Properly configured mail servers thus only protect the user from passive eavesdropping. If someone has the ability to interfere with the communication in a targeted way, they can affect the traffic by planting their own certificates or blocking encryption altogether. The aforementioned RFC even explicitly states that encryption must not be enforced for the sake of interoperability between servers.

MTA-STS is equivalent to HSTS

In the HTTPS world, the HTTP Strict Transport Security (HSTS) header is now quite common, which signals to the browser that encryption with trusted certificates is mandatory on a given site and that it should remember this information for a specified period of time.

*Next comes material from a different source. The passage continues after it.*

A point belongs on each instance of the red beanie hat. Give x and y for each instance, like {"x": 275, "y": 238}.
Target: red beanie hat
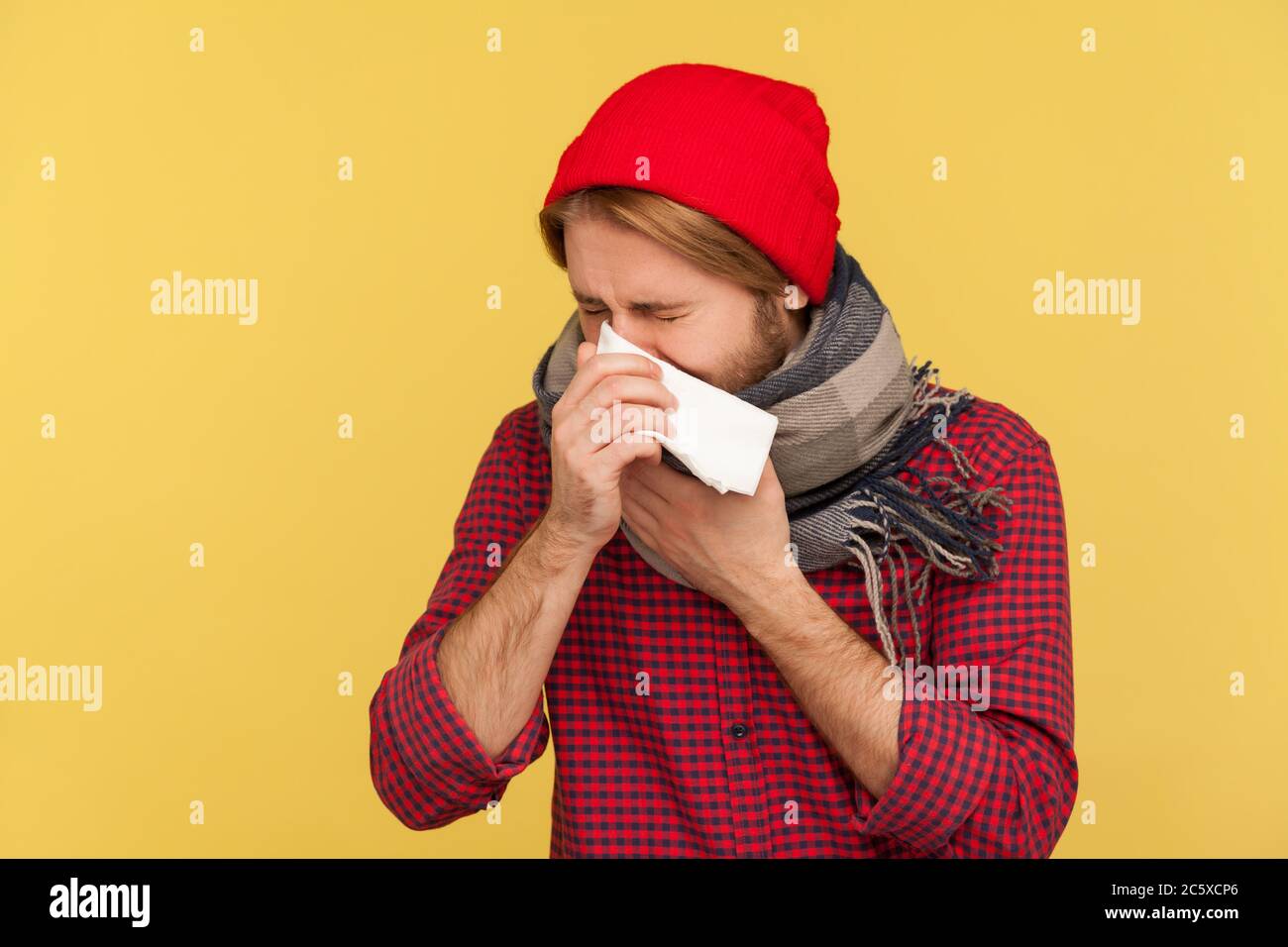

This is exactly the principle that inspired the creators of the MTA-STS protocol. It solves two complementary problems:

  • it hardwires a domain to its MX servers
  • enforces a dogmatic encryption policy and authorization with trusted certificates

Deploying MTA-STS in Office 365

The deployment of MTA-STS for Exchange Online in Office 365 needs to be split into two parts:

  • MTA-STS in Office 365 for outgoing emails
  • MTA-STS in Office 365 for inbound emails

MTA-STS in Office 365 for outgoing emails

MTA-STS is automatically active for all outgoing mail. This means that for all outgoing mail, the recipient mail server is checked to see if MTA-STS is active on the domain, and if so, the recipient mail server policy is checked and the rules are applied before sending the message.

So, for example, if the recipient’s mail server defines the policy as ENFORCE and the check to establish a secure connection would fail, the email would not be sent to the recipient and an NDR would be returned to the sender.

These settings are automatically active for all tenants and no further action is required.

MTA-STS in Office 365 for inbound emails

MTA-STS must be configured to protect incoming mail.

MTA-STS policy text file

First you need to create a TXT file defining the MTA-STS policy for the domain. This TXT file must be located at a specific URL:

https://mta-sts.yourdomain.com/.well-known/mta-sts.txt

The above path to the MTA-STS policy TXT file is fixed and cannot be changed.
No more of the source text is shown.